Em uma nota oficial, o Grupo Galpão expressou que “a partida de Teuda representa uma perda imensurável para a companhia, o teatro brasileiro e todos que tiveram o privilégio de conviver com ela”. A companhia ainda destacou a profunda gratidão que sentem por toda a alegria, força e luz que Teuda irradiou ao longo de sua vida e carreira. Artistas do grupo relataram que conviver com ela foi, acima de tudo, um presente — um exercício diário de amor, generosidade e coragem artística.
Repercussões da Partida
Após a divulgação da notícia do falecimento, diversas personalidades da cultura mineira manifestaram suas condolências e lembranças de Teuda. O estilista Ronaldo Fraga, por exemplo, ressaltou que “Teuda não sai de cena: sua presença e sua risada seguirão ecoando, teimosas, nos palcos e nas plateias — mesmo quando vazias — do teatro mineiro e do nosso coração”. Segundo Fraga, a arte de Teuda é eterna, perpetuando-se na memória coletiva da cultura brasileira.
A Trajetória de Teuda Bara
A paixão de Teuda pela arte começou na infância, mas foi durante sua formação em Ciências Sociais na Universidade Federal de Minas Gerais (UFMG) que ela decidiu se aventurar no universo teatral, transformando essa paixão em sua vocação. O Grupo Galpão foi idealizado em 1982, após Teuda e outros artistas da cena belo-horizontina, como Eduardo Moreira, participarem de uma oficina com um grupo de teatro alemão.
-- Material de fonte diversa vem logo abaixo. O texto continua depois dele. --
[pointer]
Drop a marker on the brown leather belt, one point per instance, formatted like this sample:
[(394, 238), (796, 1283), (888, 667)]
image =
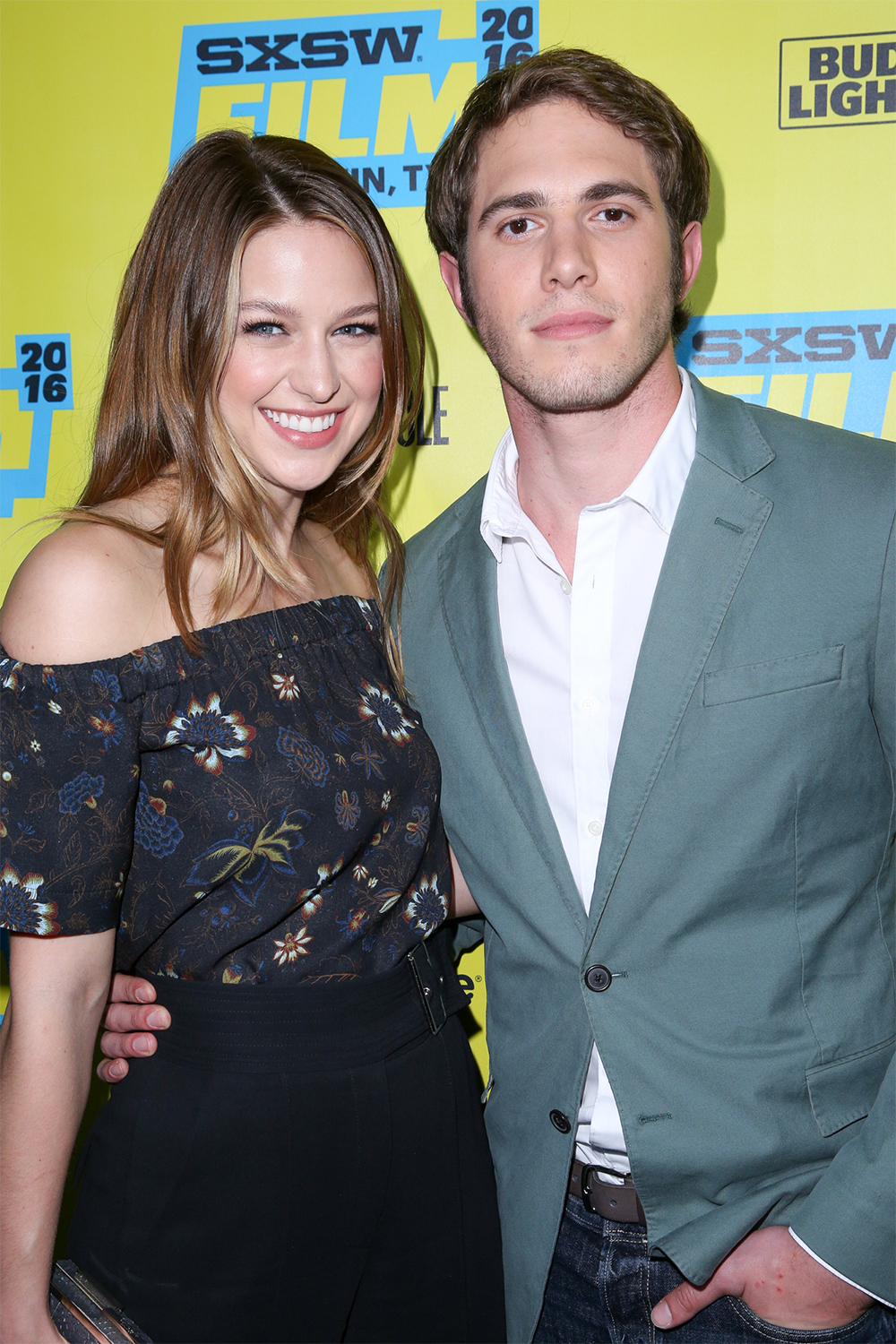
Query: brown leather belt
[(619, 1203)]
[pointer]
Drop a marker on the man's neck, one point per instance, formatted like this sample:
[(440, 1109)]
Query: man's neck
[(568, 461)]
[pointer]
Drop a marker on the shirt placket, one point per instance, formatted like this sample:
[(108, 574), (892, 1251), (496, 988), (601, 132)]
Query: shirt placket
[(590, 631)]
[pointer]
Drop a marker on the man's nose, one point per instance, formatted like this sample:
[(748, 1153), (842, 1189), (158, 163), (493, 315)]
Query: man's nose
[(570, 257), (312, 370)]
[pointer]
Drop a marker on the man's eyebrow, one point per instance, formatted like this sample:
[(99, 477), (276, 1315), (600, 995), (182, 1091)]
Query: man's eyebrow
[(605, 190), (521, 201), (538, 199)]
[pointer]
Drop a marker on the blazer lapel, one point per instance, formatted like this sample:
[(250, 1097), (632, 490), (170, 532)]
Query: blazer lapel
[(716, 529), (468, 593)]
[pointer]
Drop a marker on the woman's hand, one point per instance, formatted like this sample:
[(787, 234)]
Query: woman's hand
[(462, 902), (56, 994), (129, 1030)]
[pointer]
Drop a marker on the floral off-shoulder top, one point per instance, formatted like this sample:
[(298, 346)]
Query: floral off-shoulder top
[(266, 811)]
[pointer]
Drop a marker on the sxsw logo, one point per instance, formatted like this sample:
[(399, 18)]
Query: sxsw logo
[(376, 90), (836, 367), (841, 81)]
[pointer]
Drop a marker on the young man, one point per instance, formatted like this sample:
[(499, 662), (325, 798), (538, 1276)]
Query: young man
[(654, 650)]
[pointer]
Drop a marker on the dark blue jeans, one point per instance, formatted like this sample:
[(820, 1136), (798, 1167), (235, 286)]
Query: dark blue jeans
[(602, 1289)]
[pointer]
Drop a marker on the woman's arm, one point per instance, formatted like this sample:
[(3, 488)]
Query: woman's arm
[(56, 994), (462, 902)]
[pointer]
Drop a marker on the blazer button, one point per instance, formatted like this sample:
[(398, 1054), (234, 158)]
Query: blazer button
[(598, 978)]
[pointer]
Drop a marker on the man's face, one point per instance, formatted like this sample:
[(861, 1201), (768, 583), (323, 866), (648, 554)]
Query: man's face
[(570, 261)]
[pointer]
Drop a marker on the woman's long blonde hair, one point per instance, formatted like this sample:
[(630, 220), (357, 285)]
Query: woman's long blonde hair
[(175, 327)]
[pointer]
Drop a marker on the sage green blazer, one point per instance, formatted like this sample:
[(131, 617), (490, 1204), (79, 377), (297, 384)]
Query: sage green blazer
[(745, 892)]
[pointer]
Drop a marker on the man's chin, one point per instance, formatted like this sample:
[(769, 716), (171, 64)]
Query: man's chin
[(562, 395)]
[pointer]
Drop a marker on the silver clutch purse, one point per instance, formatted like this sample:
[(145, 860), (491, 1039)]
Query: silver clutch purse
[(83, 1314)]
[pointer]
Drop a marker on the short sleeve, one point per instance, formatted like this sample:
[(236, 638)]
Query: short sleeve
[(70, 771)]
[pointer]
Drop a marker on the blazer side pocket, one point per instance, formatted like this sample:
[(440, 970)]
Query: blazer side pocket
[(758, 679), (847, 1089)]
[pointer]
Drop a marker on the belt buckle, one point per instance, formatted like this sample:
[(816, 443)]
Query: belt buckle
[(586, 1193)]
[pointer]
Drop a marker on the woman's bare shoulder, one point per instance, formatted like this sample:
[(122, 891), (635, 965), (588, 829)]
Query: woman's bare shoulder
[(336, 570), (85, 593)]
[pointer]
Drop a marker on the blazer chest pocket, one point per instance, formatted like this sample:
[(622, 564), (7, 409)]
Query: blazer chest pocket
[(758, 679), (847, 1089)]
Em uma entrevista concedida há um ano para a série “Pausa pro Café”, promovida pelo Grupo Galpão, Teuda compartilhou, de forma bem-humorada, como a companhia nasceu em Belo Horizonte. “A gente só resolveu seu galpão quando os alemães foram embora e levaram tudo que a gente tinha – as pernas de pau, os figurinos, toda a produção, era deles, foi tudo para a Alemanha. Um dia, eu estou lá da minha casa, na Gameleira, e o Eduardo chega com uma Brasília amarela e me propõe: ‘Teuda, vamos fazer um grupo de teatro, eu tenho um baú de figurinos que a gente pode criar personagens com esses figurinos e a gente faz um espetáculo, e eu falei, claro!’”, contou, revelando o espírito criativo que sempre a acompanhou.
O Último Adeus
Teuda Bara, que ganhou notoriedade não só no teatro, mas também na televisão e no cinema, deixa um legado de amor pela arte. O velório da artista será realizado no Palácio das Artes, em Belo Horizonte, a partir das 10 horas desta sexta-feira. Ela deixa os filhos André e Admar, além de uma legião de admiradores e colegas que certamente continuarão a celebrar sua vida e contribuição ao mundo da cultura brasileira.